Bioshock Review

It’s time to review what is considered one of the greatest video games of all time. The game that sparked the games as art debate. It is considered one of the most revolutionary games of all time. This…is the review of Bioshock. Bioshock was released back in 2007. It was developed by Irrational Games, who considered it a spiritual successor to the System Shock series. This probably won’t surprise you when you actually play the game. Bioshock has many similarities to System Shock 2. In fact, it may have too many similarities to System Shock 2. Although, that doesn’t detract from this amazing experience. I would normally explain what happens in the beginning to introduce the game, but I don’t think I should. This is the type of game that you need to experience for yourself. So I will have to hardly talk about the plot in this review.

To start off, I want to introduce the game’s biggest pieces. It’s a FPS with an extra bonus called Plasmids. These are genetic overwrites that give you special powers like lightning or levitation. This system can be as boring or as organic as you want. For instance, your electricity power stuns people and can deal extra damage to anyone in the water. Also, the Incinerate plasmid can light people on fire who flee the fight in order to find water, leading to a deadly shock. It’s a very unique and very well structured system, but in order to get your plasmids, you need ADAM.

ADAM is the substance which lets you buy plasmids and buy tonics which level up your health or give you little perks. In order to get ADAM, though, you need to find the Little Sisters. These little girls harvest ADAM and if you find one, you can get some ADAM. However, you can’t simply find a Little Sister; you need to find its guardian. That guardian…is the Big Daddy. These are nearly unstoppable and can kill you very easily. If you manage to kill one, however, you can choose what to do with the Little Sister. This is where the game’s moral choice system comes into play. You can either save the Little Sister, which means she lives but you don’t get as much ADAM (Though they do make it up to you…). Alternatively, you can harvest the Little Sister. This process kills her but you get the maximum ADAM. These branching paths don’t have any impact on the story however. They only affect the gameplay and the ending. Yes, you can get two alternative endings. Three if you save some and kill some. Now only if these endings were good…..

The game is technically survival horror, but I don’t really see why. The first two levels can scare the s**t out of you while the entire rest of the game is just an action game with RPG elements. So while it’s really only creepy in the first few levels, the game still retains its sense of mystery as you don’t know how everything turned upside down. Also, there are characters in the game. Your main companion is an Irishman named Atlas. While he really doesn’t appear that much in the game physically, he does contact you over the radio frequently. However, Atlas is only one of the few characters actually in the game. There is actually only two who have their own unique character models, while the rest don’t really show themselves. However, this doesn’t change the fact that all these characters are written superbly and acted beautifully.
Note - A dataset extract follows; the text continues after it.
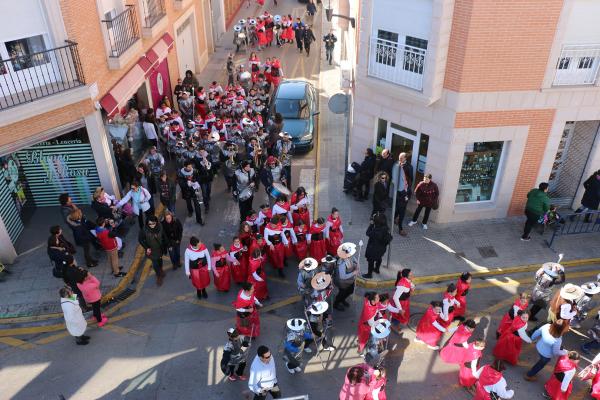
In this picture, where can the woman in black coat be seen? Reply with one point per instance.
(380, 193)
(379, 237)
(591, 196)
Now, I’m just going to make it easy for you to see what’s good and what’s bad:

BAD:

  • The game is too easy. When you die there are revival chambers to revive you and there is no cost to doing so. Since they are practically everywhere, the game can turn into wound this and die. Then kill it when it’s weak. Rinse and repeat.
  • The game loses its creepiness after the third level.
  • The final boss is lackluster, anti-climactic, and EASY.
  • The endings are very weak for a game that has such an amazing story.
  • The game has too many points where a wall collapses or a door shuts and you have to spend two hours trying to fix it. Funny enough, it’s actually mentioned by one of the characters.
  • The RPG elements are very weak.
  • Hacking. It just sucks. Trust me.
  • The moral choice system is a joke.

GOOD:

  • The game is masterfully written.
  • The game is very well acted.
  • The story is absolutely amazing with outstanding twists and turns.
  • The lore is very rich and detailed.
  • The game is full of suspense and mystery.
  • The Big Daddies are awesome.
  • Plasmids and weapons can be used in various ways that can be very smart and organic.
  • The game still looks nice and the art style is still one to be proud of.
  • The level design is amazing with big levels that can have numerous secrets or provide better trap spots.
  • The 60s-esque theme is a very nice touch.
  • It’s pretty scary in the first few levels.

Now, I think I’ve said all I need to about Bioshock. Although I’ve already talked about its main gameplay features and parts of its story, I’ve only scratched the surface of how good this game is. This is the game that will stand by Shadow of the Colossus in the games as art debate. So do yourself a favor and go buy this game. You owe it to yourself to play it. Even if you don’t like it, Bioshock is how the future of video games should look. This game is artistic and an inspiration to all media claiming to be art.